Sunday, May 29, 2005

Trust me - I know what I'm doing!


Inspector Hammer & Detective Dori Doreau

Blast from the past! Back in 1992 when cable television networks went berserk in India, one of the serials featured was 'Sledgehammer!' The cop who talks to his magnum. Dirty Harry was brilliantly spoofed. Absolutely hilarious!! It's finally out on DVD thanks to Alan Spencer's efforts to revive his Frankenstein. Here are some excerpts:

Captain Trunk: Fifteen Elvis Presley impersonators killed in the last three weeks.
Dori: What on Earth could be the killer's motive to murder 15 Elvis impersonators?
Sledge Hammer: Obviously to get into the Guinness Book.

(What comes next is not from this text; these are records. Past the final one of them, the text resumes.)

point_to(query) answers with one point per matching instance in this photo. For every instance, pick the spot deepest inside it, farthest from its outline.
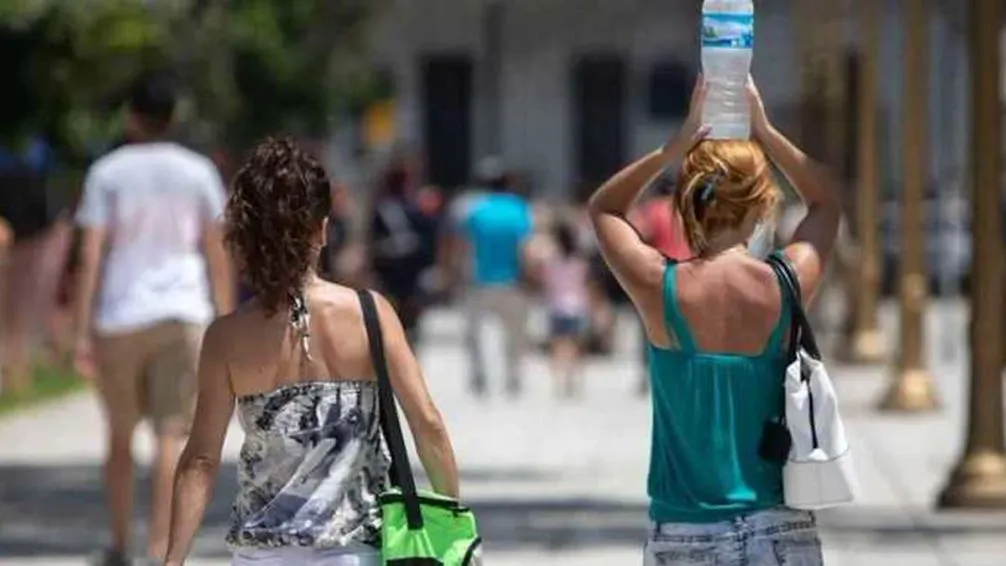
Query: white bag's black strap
(400, 473)
(801, 333)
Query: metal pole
(867, 341)
(979, 480)
(912, 388)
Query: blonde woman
(716, 327)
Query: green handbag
(417, 528)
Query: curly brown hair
(280, 199)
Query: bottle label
(734, 31)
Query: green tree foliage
(250, 66)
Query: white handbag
(819, 472)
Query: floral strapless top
(311, 467)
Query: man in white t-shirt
(153, 274)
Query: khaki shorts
(150, 373)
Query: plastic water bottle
(727, 46)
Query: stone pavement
(555, 483)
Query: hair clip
(704, 195)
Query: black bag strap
(400, 473)
(801, 333)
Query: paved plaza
(551, 483)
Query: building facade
(566, 90)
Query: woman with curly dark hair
(295, 360)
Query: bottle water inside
(727, 46)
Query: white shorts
(294, 556)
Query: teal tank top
(708, 413)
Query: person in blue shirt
(496, 226)
(717, 330)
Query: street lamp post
(912, 389)
(867, 342)
(979, 480)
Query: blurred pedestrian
(717, 327)
(497, 226)
(40, 234)
(567, 301)
(152, 269)
(337, 236)
(399, 236)
(297, 363)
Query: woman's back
(714, 389)
(312, 464)
(267, 352)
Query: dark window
(447, 114)
(669, 89)
(599, 119)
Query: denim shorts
(293, 556)
(778, 537)
(566, 326)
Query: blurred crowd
(491, 247)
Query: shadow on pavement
(50, 511)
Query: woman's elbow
(198, 461)
(430, 427)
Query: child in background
(566, 297)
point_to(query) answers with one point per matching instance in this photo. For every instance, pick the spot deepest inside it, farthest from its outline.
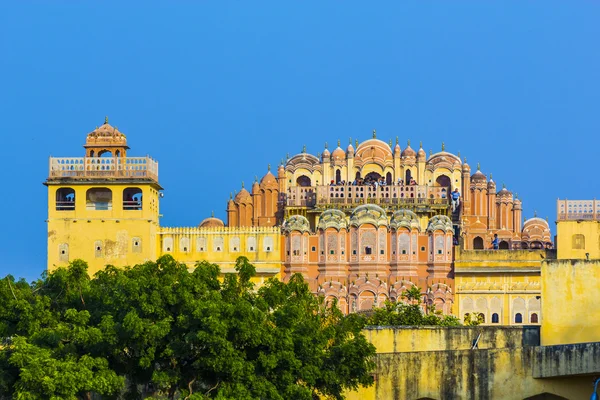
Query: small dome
(504, 192)
(338, 154)
(243, 196)
(408, 151)
(478, 176)
(440, 222)
(295, 223)
(268, 179)
(211, 222)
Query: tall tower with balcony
(103, 207)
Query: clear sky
(216, 90)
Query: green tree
(157, 329)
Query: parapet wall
(431, 338)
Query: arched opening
(303, 180)
(578, 241)
(65, 199)
(105, 153)
(99, 199)
(132, 199)
(372, 177)
(534, 318)
(443, 181)
(518, 318)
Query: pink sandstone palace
(378, 219)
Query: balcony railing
(578, 216)
(103, 167)
(349, 195)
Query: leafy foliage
(157, 329)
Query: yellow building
(578, 229)
(104, 208)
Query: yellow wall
(115, 231)
(437, 363)
(565, 241)
(505, 282)
(570, 301)
(223, 245)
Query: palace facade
(361, 224)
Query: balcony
(103, 167)
(352, 196)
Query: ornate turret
(106, 139)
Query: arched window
(132, 199)
(518, 318)
(98, 199)
(65, 199)
(303, 180)
(534, 318)
(579, 241)
(443, 180)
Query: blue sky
(217, 90)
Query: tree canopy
(160, 330)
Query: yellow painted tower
(102, 207)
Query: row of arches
(99, 199)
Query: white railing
(103, 167)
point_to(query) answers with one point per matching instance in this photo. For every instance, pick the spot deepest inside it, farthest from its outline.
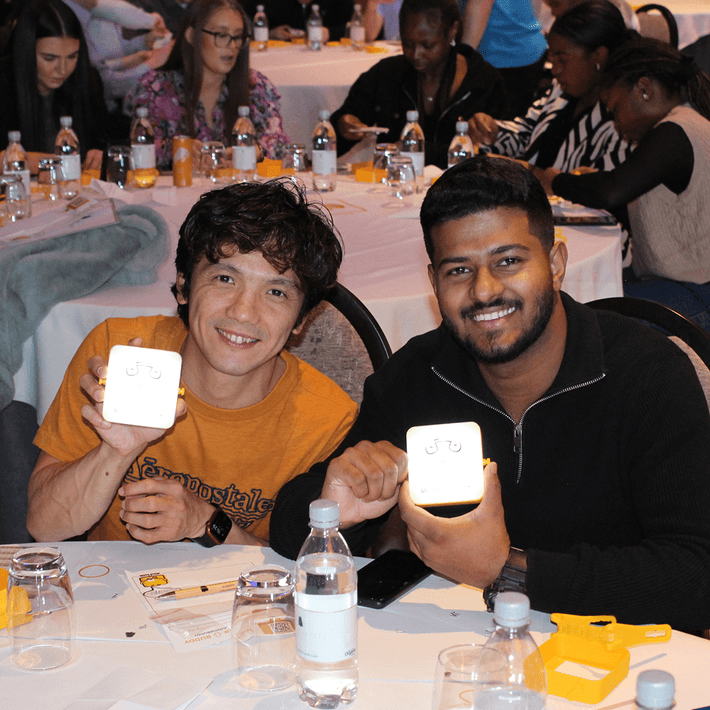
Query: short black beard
(496, 355)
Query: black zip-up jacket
(605, 480)
(383, 95)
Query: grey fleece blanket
(36, 275)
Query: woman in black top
(443, 80)
(47, 75)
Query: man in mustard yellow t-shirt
(252, 260)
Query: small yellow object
(370, 175)
(88, 175)
(603, 647)
(23, 607)
(269, 168)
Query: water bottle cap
(655, 689)
(324, 513)
(511, 609)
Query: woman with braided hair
(660, 100)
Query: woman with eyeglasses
(206, 78)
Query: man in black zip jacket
(597, 499)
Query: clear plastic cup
(40, 609)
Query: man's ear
(179, 286)
(558, 264)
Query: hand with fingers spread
(162, 510)
(471, 548)
(365, 480)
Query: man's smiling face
(494, 281)
(242, 311)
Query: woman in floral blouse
(206, 78)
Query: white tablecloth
(385, 265)
(692, 17)
(397, 646)
(311, 81)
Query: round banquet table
(691, 16)
(384, 264)
(310, 81)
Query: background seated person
(443, 80)
(597, 425)
(568, 127)
(47, 75)
(206, 78)
(285, 16)
(660, 101)
(252, 260)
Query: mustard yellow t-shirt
(237, 459)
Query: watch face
(220, 526)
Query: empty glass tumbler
(213, 163)
(15, 202)
(263, 629)
(40, 609)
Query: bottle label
(315, 34)
(357, 34)
(143, 156)
(244, 157)
(326, 627)
(71, 165)
(324, 162)
(417, 162)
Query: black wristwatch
(216, 530)
(512, 577)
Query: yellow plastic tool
(600, 647)
(24, 607)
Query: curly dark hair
(485, 183)
(273, 218)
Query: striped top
(589, 139)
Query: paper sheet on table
(194, 622)
(56, 223)
(131, 688)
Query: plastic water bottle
(143, 149)
(324, 154)
(357, 30)
(511, 672)
(461, 147)
(261, 30)
(315, 29)
(655, 690)
(411, 145)
(15, 163)
(67, 147)
(326, 612)
(244, 147)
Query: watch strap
(216, 529)
(512, 577)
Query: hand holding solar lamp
(142, 387)
(445, 466)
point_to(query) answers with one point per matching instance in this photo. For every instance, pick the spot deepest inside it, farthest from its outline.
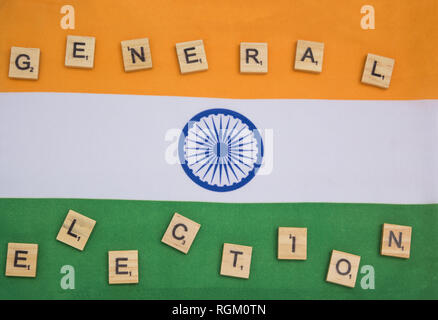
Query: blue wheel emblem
(220, 150)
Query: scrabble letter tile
(309, 56)
(24, 63)
(180, 233)
(292, 243)
(123, 266)
(377, 71)
(343, 268)
(191, 56)
(396, 241)
(79, 52)
(236, 261)
(21, 260)
(253, 57)
(76, 230)
(136, 54)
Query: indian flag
(240, 154)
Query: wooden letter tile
(343, 268)
(24, 63)
(292, 243)
(191, 56)
(76, 230)
(123, 266)
(253, 57)
(180, 233)
(309, 56)
(136, 54)
(80, 52)
(236, 261)
(21, 260)
(377, 71)
(396, 241)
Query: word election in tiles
(123, 266)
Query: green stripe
(165, 273)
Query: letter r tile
(191, 56)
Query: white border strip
(113, 147)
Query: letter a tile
(309, 56)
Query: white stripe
(113, 146)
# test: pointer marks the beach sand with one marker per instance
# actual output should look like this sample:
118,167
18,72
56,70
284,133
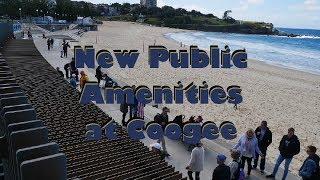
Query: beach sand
283,97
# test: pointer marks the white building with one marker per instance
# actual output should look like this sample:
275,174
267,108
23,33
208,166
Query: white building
148,3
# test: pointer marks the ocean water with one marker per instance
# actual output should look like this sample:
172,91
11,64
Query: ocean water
300,53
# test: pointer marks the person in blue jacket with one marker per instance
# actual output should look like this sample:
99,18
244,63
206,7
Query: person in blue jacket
310,168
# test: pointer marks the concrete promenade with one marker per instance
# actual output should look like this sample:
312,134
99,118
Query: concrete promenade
179,154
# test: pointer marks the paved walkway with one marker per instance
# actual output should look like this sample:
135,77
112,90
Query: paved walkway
179,154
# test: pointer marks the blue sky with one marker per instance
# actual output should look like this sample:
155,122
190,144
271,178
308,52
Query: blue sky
282,13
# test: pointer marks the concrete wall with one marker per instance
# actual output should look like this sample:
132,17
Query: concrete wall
6,31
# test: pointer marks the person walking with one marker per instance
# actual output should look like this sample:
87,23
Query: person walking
99,74
67,69
248,148
65,47
196,162
60,72
222,171
48,43
264,136
51,43
163,119
310,168
289,147
124,109
83,80
73,81
235,165
73,69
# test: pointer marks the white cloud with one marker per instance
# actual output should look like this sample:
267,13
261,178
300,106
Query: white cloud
311,5
245,4
255,1
307,5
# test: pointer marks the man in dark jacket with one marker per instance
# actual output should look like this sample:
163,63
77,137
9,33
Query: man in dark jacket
289,147
67,69
163,120
222,171
310,168
124,109
264,137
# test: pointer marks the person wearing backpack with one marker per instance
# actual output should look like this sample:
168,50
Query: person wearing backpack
235,165
289,147
163,120
310,168
264,136
222,171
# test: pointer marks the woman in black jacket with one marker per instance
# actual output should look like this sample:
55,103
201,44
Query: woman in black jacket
99,74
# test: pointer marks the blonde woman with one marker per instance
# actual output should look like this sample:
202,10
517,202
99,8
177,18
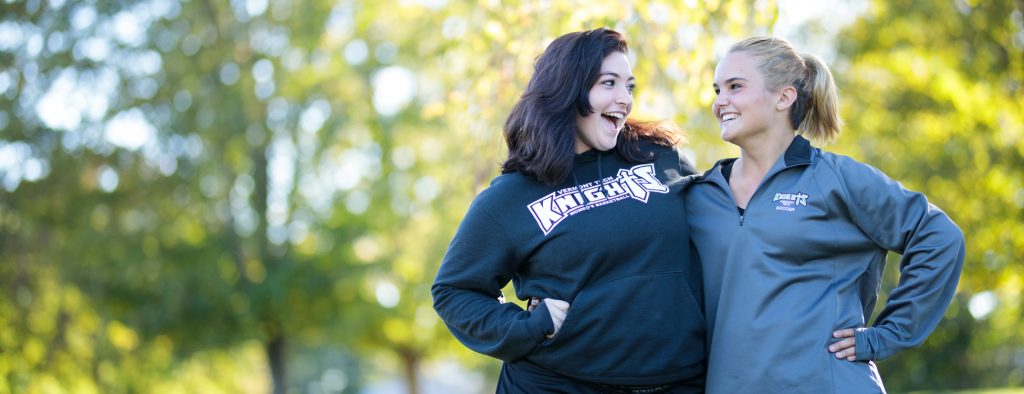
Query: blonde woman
793,239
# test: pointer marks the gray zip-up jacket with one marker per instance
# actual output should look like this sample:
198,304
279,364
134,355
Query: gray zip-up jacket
805,259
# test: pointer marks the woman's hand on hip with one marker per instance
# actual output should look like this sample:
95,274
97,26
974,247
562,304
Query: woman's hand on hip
846,347
556,308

Reporter: We're here at the scene of a liquor store robbery that was thwarted by the man beside me, Inspector Sledge Hammer. Inspector Hammer, tell us what happened.
Sledge Hammer: Well, Miss, I was in this store when two thugs entered and threatened the owner with shotguns. At that time, I drew my Magnum and killed them both. Then I bought some eggs, and some milk, and some of those little cocktail weanies.
Reporter: Inspector Hammer, was what you did in that store absolutely necessary?
Sledge Hammer: Oh, yes, I had no groceries at all.

Sledge Hammer: You know what I'm going to do to you? I'm going to stick your head in that microwave and set it on "sandwich."
Dori: Hammer, you can't do that!
Sledge Hammer: What? There's no setting for sandwich?

Sledge Hammer: You've never played target practice?
Soviet Scientist: In Russia, we practice by shooting dissidents.
Sledge Hammer: Here we call them liberals.

Dori: The terrorist has demanded a million dollars, a private jet and an end to the Star Wars program.
Sledge Hammer: Yeah, three movies was enough.

Hammer: Alright, look, lady. As long as we're stuck together, let's get one thing straight, alright?. I'm the guy, alright? I'm the man. I'm the guy. I call the shots, got it? I call the shots, and I fire the shots, comprehendo?
Doreau:
Don't tell me. I bet you think all women should be barefoot and pregnant, right?
Hammer:
No, I encourage women to wear shoes.

Sledge Hammer: You know, of all my years of being a cop, I will never figure out how people time and time again can do something like this.
Dori: It's true. Taking out a human life is just deplorable.
Sledge Hammer: Not that. The drawings of chalk outlines of dead bodies, that's just a ridiculous way of living!

Trunk watches Hammer attach something to the barrel of his gun;
Sledge Hammer: No, it's not a silencer. This little doodad is my own invention. I call it a loudener.

Sledge Hammer: Every breath you take, every move you make... I'll be watching you. That's police talk.